20. 大部分の難民コミュニティにおいて公正な配給という目標は、男女間の適切なバランスを取ることで最もうまく実現できる。しかし女性、特に配偶者のいない女性世帯主の意見は、十分に代弁されなかったり排除されがちだ。

 

女性の参加分野

21. 難民女性が参加できる3つの分野――

 

□ 意思決定のプロセスとモニタリング

□ 配給の実施(女性が配給の監督ないしは物資の配布をする)

□ 物資の入手(男性ではなく女性に配給する場合)

 

22. 女性は意思決定の過程やモニタリング活動に直接参加しなければいけない。これにはシステムの立案や、自分たちがシステムの運営へ参加する決定などが含まれる。物資配給や食糧の委員会のメンバーにもなるべきである。

 

23. 女性は、自分たちの代表として実際の配給作業に参加する者を選ぶべきである。参加の程度と形は、それぞれの状況によって決まる。

 

24. 女性が(世帯主であるか否かに関わらず)配給品の公平な分配を受け、配給後の用途を決められる一番効果的な方法が「家族向けの食糧や物資を自分が直接受け取るか、せめて配給の現場に立ち会うことだ」と女性自身が考えるなら、そのように取り計らう。

 

◆モニタリング

 

25. 配給システムのモニタリングは、UNHCRの重要な管理責任である。モニタリングの一般原則については、第8章で述べた。配給のモニタリングとしては、物資配給の実際のモニタリングや、キャンプで配給日に行なう抜き打ち検査などがある。
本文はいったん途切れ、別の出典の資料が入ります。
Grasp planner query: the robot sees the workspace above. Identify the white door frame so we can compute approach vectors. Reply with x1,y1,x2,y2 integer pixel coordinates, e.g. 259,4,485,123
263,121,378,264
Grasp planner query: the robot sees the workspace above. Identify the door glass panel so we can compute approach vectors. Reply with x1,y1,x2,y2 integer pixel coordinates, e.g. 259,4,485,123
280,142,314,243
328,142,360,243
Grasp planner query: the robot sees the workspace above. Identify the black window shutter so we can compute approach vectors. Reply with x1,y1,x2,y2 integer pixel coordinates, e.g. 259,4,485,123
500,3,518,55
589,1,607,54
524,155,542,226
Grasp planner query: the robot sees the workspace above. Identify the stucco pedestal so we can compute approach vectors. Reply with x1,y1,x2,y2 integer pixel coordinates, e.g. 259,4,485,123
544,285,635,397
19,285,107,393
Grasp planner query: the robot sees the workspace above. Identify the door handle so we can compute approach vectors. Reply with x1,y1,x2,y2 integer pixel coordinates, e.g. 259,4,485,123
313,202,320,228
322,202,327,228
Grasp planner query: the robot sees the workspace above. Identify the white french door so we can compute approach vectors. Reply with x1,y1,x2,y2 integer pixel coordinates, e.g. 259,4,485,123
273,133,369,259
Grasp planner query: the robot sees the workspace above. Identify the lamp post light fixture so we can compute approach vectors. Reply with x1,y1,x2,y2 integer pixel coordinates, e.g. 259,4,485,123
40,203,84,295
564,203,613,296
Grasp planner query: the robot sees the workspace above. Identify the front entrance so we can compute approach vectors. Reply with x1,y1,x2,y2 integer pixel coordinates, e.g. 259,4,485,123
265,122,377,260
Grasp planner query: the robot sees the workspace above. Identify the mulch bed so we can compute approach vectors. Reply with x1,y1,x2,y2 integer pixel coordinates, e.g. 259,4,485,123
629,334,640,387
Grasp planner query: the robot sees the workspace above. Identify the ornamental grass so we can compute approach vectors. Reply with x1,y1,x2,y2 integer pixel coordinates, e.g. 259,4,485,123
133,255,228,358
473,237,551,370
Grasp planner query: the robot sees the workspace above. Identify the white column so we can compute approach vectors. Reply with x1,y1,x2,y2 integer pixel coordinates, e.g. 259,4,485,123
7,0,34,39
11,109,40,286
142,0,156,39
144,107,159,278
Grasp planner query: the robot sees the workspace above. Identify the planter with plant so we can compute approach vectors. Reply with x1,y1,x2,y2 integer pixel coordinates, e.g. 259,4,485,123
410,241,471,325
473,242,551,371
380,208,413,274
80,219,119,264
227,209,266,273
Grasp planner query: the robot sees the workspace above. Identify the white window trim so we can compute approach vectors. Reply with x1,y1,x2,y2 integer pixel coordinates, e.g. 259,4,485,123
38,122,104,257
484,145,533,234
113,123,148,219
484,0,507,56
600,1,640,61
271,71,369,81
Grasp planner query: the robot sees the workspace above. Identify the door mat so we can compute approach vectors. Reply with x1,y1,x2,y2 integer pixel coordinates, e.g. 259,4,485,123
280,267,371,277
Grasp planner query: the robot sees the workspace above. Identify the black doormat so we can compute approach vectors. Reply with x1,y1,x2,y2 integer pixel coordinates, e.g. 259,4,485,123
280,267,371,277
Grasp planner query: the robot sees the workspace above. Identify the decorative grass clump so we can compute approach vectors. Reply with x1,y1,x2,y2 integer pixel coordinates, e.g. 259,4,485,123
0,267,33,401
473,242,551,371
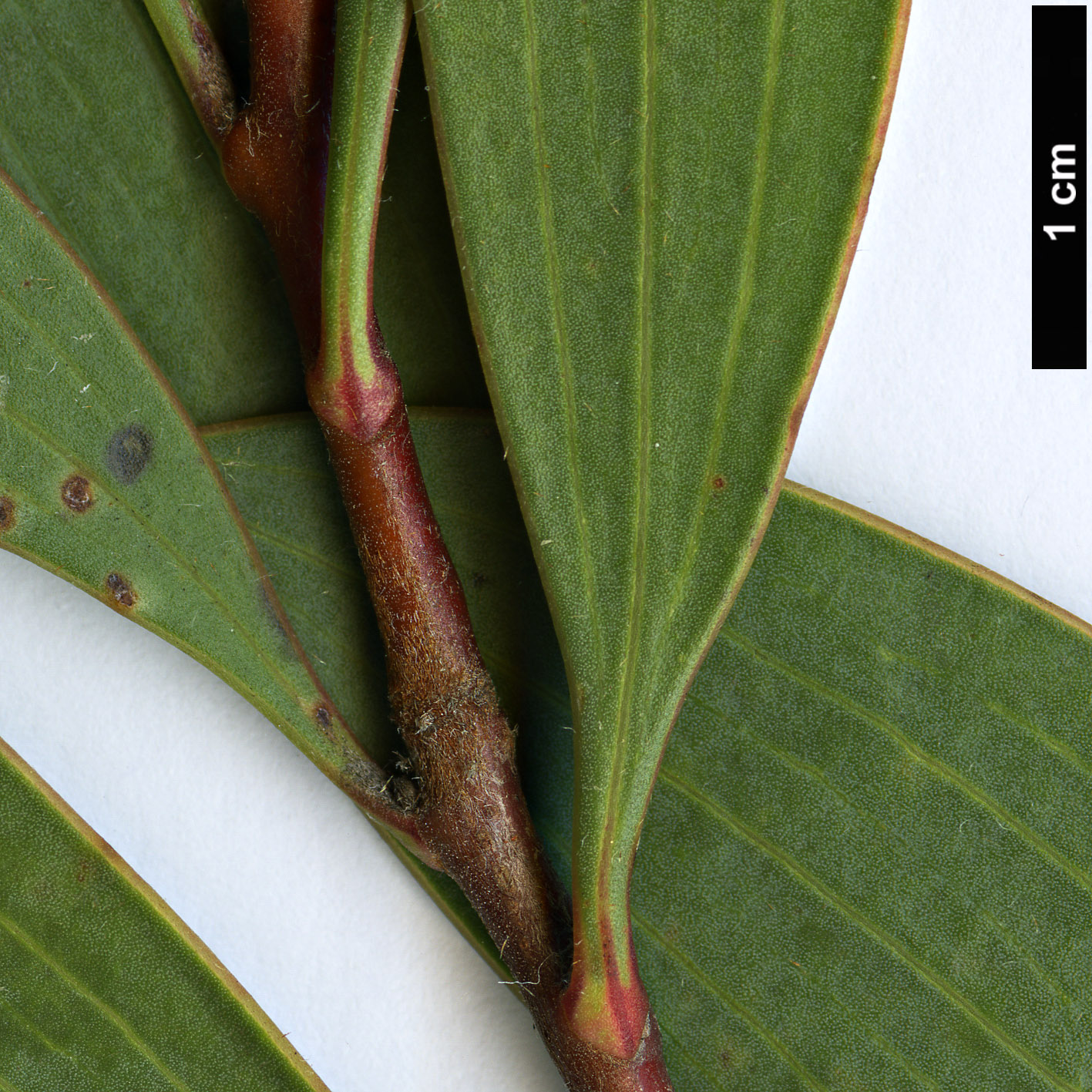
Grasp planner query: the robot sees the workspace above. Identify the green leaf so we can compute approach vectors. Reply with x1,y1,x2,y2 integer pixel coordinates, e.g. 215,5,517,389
0,0,487,424
210,412,1092,1092
0,741,325,1092
374,29,489,408
418,0,909,1016
0,0,306,422
0,175,397,821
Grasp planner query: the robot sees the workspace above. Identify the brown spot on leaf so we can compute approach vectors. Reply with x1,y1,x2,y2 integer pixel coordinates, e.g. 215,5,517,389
61,474,95,512
106,425,153,485
106,573,136,607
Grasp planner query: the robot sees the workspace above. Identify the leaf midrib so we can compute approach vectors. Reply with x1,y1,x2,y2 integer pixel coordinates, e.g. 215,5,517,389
660,770,1080,1092
722,626,1092,895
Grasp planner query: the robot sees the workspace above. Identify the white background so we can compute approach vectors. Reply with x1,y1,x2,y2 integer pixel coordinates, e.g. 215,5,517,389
0,0,1092,1092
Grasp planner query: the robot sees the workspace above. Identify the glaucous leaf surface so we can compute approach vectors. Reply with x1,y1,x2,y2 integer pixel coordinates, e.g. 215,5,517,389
0,741,325,1092
0,175,384,795
418,0,909,980
0,0,306,422
210,413,1092,1092
0,0,487,424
その詳細は、第15章とCommodity Distribution: A Practical Guide For Field Staff を参照のこと。

 

主な参考文献

Commodity Distribution: A Practical Guide For Field Staff, UNHCR, Geneva, 1997.

Memorandum of Understanding on the Joint Working Arrangements for Refugee, Returnee and Displaced Persons Feeding Operations,

UNHCR, Geneva, 1997.

Model Tripartite Agreement: UNHCR, WFP and the Implementing Partner, WFP/UNHCR, March 1998.

UNHCR Training Videos: Under Watchful Eyes, UNHCR, 1995 - Sorting it Out, UNHCR, 1993.